Hope fergyflyer sees this -- as he has the most experience here on the quarter mile in a GTO.


----------



## in_burrito (Dec 5, 2005)

We need to know what you're doing to launch the car currently.

I drive an '05 A4 bone stock and have gotten 60' times of 2.0 at a track with very good prep. At a track with crappy prep I get 2.1 60s every time. I am currently launching between 1500 and 2000 RPM with the T/C off.


----------



## alptbird (Feb 20, 2006)

ok when staging I launch about 1700rpm. I really don't warm the tires up in water cause I am running street tires, and we all know heating the tires up isn't a really good idea on street tires it just make them hard but I do spin them enough to clean the junk off of them from the pits. My reaction time are great but 60's suck and the axle hop is terrible too. what exactly you want to know about the start? my trap speed isn't bad even with axle hop and poor 60' my trap speed was 103mph. but my quarter was 14.02. _traction control off_


----------



## in_burrito (Dec 5, 2005)

I don't know what you're doing wrong then. When I launch at 1700 RPM I get a 60' of 2.1 and a 1/4 mile of 13.4 seconds. If you're getting so much wheel hop that you're getting 14+ second 1/4 mile times then you're doing something very wrong.


----------



## Ironmancan (Feb 11, 2006)

I saw this and had to save it. I'll be heading to the track soon and I've been trying different techniques. Saw this and gave it a shot. Seems to work fairly well for me. Wheelhop was minimal. I'll find out more when I get to the track. 

2005 0-60 times 
________________________________________
There seems to be some concern about the 0-60 times on the 2005 GTOs.
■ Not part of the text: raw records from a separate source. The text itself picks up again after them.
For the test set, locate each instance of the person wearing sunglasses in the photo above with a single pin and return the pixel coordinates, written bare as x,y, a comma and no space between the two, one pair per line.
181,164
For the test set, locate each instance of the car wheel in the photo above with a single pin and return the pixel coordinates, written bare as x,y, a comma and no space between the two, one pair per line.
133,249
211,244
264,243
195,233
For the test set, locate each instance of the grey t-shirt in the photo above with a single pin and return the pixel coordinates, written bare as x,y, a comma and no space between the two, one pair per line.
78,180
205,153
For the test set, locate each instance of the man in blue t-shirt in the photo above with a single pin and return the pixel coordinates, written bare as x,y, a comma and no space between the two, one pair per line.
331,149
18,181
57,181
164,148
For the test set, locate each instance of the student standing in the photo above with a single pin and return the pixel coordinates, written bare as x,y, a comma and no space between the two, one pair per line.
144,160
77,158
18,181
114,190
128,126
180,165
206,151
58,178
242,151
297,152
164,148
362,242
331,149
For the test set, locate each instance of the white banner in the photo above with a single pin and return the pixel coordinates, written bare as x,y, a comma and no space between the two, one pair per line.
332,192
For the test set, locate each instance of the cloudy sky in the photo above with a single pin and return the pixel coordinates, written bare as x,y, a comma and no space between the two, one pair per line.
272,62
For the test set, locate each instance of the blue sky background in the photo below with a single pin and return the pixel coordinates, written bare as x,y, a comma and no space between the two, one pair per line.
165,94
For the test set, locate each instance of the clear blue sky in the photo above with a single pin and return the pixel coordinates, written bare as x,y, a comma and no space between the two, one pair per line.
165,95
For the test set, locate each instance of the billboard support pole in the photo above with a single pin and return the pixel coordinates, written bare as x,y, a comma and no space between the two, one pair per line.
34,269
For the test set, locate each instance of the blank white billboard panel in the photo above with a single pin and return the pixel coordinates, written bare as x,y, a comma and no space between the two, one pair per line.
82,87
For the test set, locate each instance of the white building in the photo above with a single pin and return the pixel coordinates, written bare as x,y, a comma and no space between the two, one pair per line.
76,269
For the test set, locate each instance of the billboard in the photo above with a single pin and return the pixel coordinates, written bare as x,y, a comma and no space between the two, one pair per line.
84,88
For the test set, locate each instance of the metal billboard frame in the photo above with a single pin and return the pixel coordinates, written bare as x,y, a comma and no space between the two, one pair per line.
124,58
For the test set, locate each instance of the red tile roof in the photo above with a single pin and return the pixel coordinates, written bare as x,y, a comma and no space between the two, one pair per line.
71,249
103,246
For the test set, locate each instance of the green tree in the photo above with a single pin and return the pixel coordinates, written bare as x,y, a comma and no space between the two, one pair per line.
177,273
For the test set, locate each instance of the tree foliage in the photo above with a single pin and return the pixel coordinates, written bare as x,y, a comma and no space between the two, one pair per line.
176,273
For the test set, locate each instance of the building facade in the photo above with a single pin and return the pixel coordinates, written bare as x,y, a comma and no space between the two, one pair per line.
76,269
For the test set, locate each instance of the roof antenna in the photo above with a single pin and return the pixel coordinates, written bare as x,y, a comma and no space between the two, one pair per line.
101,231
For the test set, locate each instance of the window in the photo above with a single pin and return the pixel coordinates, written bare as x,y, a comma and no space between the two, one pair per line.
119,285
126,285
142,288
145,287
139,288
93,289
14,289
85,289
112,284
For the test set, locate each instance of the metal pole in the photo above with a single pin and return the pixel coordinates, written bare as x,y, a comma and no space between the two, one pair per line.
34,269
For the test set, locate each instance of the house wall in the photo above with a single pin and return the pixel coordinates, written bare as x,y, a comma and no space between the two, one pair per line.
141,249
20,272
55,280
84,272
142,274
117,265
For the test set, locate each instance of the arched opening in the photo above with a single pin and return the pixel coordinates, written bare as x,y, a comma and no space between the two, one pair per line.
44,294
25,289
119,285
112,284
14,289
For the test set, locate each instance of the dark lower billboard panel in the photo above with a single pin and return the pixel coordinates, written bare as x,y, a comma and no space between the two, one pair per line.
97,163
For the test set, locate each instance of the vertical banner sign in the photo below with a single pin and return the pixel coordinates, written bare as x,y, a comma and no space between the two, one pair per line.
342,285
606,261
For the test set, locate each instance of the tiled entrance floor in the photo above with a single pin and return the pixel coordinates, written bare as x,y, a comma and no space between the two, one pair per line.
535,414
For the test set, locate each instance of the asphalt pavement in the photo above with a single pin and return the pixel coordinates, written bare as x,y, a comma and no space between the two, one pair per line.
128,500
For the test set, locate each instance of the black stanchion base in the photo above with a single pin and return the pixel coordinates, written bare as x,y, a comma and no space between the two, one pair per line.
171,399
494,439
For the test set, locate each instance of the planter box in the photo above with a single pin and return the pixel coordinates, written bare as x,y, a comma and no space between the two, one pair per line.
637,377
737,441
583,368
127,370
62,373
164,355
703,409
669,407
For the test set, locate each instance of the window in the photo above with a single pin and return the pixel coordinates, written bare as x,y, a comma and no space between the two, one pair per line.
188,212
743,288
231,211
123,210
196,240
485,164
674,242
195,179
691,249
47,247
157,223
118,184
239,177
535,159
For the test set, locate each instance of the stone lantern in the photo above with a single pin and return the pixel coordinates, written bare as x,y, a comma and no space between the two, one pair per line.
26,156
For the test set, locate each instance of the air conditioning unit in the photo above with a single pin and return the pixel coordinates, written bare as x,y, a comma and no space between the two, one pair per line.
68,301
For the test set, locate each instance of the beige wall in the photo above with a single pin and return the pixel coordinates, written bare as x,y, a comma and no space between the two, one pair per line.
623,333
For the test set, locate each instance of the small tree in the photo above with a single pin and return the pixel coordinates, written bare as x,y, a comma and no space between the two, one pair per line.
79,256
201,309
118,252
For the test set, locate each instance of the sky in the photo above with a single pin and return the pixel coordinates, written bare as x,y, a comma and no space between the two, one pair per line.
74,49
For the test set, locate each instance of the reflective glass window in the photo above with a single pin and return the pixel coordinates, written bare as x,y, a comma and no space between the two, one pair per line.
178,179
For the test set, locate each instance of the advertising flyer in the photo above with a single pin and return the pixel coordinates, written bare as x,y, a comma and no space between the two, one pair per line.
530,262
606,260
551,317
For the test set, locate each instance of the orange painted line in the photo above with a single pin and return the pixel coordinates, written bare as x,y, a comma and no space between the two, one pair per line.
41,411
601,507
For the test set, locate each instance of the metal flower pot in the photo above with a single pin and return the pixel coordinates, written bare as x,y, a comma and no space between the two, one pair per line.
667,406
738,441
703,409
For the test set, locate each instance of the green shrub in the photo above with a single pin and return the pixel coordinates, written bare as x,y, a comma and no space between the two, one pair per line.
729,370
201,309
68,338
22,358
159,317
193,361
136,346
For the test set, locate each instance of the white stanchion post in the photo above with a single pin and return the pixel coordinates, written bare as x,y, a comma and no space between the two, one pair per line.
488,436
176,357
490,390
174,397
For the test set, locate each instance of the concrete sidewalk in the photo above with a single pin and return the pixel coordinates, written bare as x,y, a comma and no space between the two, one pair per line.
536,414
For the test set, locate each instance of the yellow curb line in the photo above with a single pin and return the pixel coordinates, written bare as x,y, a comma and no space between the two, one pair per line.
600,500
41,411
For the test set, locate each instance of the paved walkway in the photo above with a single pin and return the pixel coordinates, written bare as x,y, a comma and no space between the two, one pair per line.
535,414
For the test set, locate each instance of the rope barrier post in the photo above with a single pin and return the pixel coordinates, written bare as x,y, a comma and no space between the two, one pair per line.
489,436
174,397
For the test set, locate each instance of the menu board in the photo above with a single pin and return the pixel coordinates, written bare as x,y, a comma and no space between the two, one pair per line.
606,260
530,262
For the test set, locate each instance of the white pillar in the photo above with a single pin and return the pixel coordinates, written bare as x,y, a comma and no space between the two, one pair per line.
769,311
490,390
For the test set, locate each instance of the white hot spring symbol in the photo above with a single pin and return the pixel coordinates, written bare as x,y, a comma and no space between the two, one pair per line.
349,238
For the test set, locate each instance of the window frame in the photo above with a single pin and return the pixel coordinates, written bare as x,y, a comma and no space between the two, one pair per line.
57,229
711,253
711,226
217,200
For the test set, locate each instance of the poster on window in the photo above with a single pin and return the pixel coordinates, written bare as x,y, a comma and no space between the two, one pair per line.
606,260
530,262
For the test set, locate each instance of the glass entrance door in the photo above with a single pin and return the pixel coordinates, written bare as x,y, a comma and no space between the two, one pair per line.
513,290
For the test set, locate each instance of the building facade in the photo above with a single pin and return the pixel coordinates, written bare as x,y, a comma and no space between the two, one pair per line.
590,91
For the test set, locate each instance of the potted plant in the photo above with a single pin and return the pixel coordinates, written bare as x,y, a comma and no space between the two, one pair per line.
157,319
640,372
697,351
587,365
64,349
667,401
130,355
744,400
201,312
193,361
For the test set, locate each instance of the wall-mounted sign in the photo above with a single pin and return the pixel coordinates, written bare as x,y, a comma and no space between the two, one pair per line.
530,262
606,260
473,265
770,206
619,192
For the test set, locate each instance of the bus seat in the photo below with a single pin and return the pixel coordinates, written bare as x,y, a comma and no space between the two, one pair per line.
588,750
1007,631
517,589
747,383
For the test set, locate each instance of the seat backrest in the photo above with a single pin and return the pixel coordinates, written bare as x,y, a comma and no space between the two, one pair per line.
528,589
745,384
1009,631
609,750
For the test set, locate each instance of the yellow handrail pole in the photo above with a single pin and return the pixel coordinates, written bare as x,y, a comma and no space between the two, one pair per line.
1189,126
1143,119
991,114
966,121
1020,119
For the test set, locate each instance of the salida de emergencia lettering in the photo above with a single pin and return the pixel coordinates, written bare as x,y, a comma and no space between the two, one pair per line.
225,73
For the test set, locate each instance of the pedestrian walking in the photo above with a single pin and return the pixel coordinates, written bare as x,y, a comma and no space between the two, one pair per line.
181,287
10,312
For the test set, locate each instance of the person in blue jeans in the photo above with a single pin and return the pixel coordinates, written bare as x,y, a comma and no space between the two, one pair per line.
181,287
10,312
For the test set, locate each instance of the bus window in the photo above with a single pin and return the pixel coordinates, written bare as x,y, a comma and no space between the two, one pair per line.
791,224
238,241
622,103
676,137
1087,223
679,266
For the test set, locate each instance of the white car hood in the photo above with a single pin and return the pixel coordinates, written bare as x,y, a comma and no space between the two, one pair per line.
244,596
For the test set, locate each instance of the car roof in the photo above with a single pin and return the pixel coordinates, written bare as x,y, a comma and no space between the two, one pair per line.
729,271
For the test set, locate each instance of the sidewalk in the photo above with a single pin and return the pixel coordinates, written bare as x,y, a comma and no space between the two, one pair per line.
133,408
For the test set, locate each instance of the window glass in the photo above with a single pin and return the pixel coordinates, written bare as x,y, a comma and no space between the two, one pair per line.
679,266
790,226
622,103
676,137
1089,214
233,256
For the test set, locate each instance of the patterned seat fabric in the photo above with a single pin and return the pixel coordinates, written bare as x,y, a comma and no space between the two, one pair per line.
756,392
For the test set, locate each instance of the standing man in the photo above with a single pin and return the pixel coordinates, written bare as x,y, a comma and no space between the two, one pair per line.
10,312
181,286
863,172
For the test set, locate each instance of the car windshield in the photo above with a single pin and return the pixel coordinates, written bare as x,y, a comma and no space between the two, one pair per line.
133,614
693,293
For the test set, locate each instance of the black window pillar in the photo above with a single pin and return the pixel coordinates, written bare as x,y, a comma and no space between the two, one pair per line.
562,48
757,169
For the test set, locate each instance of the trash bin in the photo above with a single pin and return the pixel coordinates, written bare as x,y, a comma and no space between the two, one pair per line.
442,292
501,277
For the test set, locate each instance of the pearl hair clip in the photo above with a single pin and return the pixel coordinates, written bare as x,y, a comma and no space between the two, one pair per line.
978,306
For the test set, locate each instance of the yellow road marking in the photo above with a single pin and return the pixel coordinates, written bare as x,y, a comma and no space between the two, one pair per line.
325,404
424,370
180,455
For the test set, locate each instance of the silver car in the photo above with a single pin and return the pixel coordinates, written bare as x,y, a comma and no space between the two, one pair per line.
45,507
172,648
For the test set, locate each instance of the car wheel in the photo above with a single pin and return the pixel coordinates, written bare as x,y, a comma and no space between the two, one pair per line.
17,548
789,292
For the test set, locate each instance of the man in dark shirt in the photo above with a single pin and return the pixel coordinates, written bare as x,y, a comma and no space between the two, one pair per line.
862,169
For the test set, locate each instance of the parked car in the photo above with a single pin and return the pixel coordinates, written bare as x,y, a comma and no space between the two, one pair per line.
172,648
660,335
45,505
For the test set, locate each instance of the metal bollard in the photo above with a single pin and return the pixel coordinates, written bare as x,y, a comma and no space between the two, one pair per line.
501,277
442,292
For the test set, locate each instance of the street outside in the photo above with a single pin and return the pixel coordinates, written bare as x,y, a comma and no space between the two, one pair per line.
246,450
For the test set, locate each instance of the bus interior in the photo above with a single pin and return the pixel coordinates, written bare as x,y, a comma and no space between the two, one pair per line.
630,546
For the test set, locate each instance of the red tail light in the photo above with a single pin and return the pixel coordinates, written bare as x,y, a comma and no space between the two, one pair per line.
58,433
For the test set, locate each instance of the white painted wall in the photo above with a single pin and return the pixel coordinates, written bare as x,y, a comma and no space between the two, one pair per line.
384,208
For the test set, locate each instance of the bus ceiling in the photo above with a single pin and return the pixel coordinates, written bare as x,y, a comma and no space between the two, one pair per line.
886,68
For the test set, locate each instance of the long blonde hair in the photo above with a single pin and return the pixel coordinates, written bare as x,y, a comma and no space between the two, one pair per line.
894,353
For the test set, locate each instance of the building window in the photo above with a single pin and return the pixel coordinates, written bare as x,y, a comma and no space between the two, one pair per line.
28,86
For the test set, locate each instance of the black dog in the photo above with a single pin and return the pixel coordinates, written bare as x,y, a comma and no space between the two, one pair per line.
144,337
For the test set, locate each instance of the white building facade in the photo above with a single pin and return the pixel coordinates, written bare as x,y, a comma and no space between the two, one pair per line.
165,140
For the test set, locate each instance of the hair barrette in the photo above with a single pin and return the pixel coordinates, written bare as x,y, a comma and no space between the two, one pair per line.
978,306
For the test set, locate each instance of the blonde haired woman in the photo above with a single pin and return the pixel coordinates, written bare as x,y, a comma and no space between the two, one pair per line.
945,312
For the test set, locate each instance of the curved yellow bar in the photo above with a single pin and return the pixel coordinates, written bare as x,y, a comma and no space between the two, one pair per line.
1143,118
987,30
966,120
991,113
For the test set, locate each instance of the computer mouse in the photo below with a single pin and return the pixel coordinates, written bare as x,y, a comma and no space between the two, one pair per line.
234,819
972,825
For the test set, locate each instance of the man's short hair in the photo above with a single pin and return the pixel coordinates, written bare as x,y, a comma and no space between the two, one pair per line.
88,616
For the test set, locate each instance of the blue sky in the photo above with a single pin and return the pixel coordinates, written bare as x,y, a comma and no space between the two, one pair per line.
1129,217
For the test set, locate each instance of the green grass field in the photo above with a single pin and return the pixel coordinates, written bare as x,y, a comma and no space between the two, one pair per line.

GM quotes one set of times and the magazines report another, slower result.
From the engineer who runs the test at Milford, here is what he does to produce the 4.6/4.7 second times:

Vehicle prep
Full tank of fuel
Tire pressure checked
Vehicle weighed to ensure baseline

LS2 Manual
Launch at 2200-2500 RPM
Quickly release clutch as accelerator is depressed to WOT
Modulate as necessary (only in first gear)
Power shift to second gear

More Explanation
Launch RPM is higher for the LS2 than the LS1. Launch at 2200-2500, depending on road surface. Once a stable launch RPM is reached, clutch is quickly released and at the same time the accelerator is applied to WOT. This is where the skill comes in. Depending on the road surface grip, it may be feasible to leave the accelerator on the floor and continue with the run, as long as there is is not a great deal of tire slip. Tire slip is a good thing, the tire's coefficient of friction increases with some slip, but too much wheelspin and the coefficient of friction drops off rapidly. If too much slip develops, the vehicle must be "pedaled", this is, the accelerator must be modulated to reduce the engine output but still keep the tires at peak friction. This is the part that takes practice. Depending on surface, it may be necessary to quickly go WOT at the initial launch, then roll off the throttle to 75% pedal and slowly increase pedal, monitoring tire slip. Listening to the engine and tires is key.
When it comes time to shift, continue to hold the accelerator at WOT, apply the clutch, change gear and release the clutch. A powershift is worth about 0.2 seconds over a normal "lift throttle" shift for a 0-60 run.

Wheel Hop
Controlling wheel hop can be difficult. Different tires can cause hop more than others. One way to reduce the chances of getting into hop is to perform the launch as stated above. This quick lauch shocks the tires and produces wheel slip which usually does not go into wheel hop. If the vehicle goes into hop, there are two ways around it. One is to modulate the throttle, reducing engine torque and setting the tire. The other is to apply more throttle, and try to power through the hop.

LS2 Auto Launch
Lightly apply throttle to take out drivetrain lash, but do not exceed 1000 RPMs and do not stall the converter. Release brake as the accelerator is depressed to WOT (depending on surface, it may be necessary to not apply WOT initially, but go quickly to about 75% and roll into the throttle depending on the sound of the engine and tires. Modulate accelerator as necessary (careful not to roll off the throttle too much to cause a 2nd gear upshift).


----------



## alptbird (Feb 20, 2006)

*2nd night at the track.*

Thanks for the input everyone. if there is more out there i could use it.I track tested some more last night and and made alot of passes. my 60' by the end of the was 2.11 trap at 108mph at 13.89 Is this normal for this car? Friday night I used the same lane over and over again I switched lanes saturday and had more hop on one than the other. so bad track prep? but the axle hop is still there and I just know I am gonna break the half shafts if I keep it up too much. are there any suspention upgrades to help out? what is the most effective?


----------



## in_burrito (Dec 5, 2005)

108 at 13.89? Strange things are afoot at the Circle K.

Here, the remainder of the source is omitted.